Cardinal Cormac Murphy O’Connor has an opinion piece in the Times that affirms the Roman Catholic position: faith and science have no problems, and evolution and Christianity are compatible.
This week we will be celebrating the 200th anniversary of the birth of Charles Darwin, one of Britain’s most extraordinary scientists. His theory of evolution, one of the greatest discoveries of all time, gives us a way of understanding the connectedness of all life and the uniqueness of human life within it. Together with other branches of scientific exploration, evolution begins to unfold and illuminate the interplay of forces that make our universe such an extraordinary dynamic reality. In this sense, science is itself a journey of learning and exploration. This I find exciting and humbling.
Towards the end of his life Darwin wrote: “It seems to me absurd to doubt that a man may be an ardent Theist and an evolutionist.†The science opens me not only to puzzles and to questions about the world I live in; it leads me to marvel at its complexity. Here, I find science is a good friend to my faith. It also calls me to a journey of learning and understanding. One of the things that mars our culture is the fracture between faith and science. It impoverishes our inquiry into the realities that make up our life and world. This is a false opposition.

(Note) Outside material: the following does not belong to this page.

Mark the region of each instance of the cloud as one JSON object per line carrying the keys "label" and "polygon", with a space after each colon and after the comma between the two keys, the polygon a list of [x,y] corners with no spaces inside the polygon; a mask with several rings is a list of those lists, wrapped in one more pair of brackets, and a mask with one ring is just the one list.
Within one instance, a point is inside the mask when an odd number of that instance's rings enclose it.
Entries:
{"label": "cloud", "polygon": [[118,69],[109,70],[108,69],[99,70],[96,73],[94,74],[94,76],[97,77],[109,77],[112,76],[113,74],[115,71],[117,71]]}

Apart from whatever I may think, it will do all evangelicals good to read what a Cardinal of the Roman Church has to say on an issue that, frankly, drives evangelicals nuts.
I’ve never quite figured out how the Catholic position on science is so progressive, but when it comes to Marian dogmas and how Mary’s house wound up in Italy, Catholics sound like Baptist fundamentalists protesting that the Creation Museum is too liberal, but I don’t have to understand hard things. I just like everyone to see that you don’t have to keep hitting yourself in the head over these issues of faith and science.
I’d also like to know if there are any creationist evangelicals who have converted to the RCC and embraced this view of science, evolution and origins.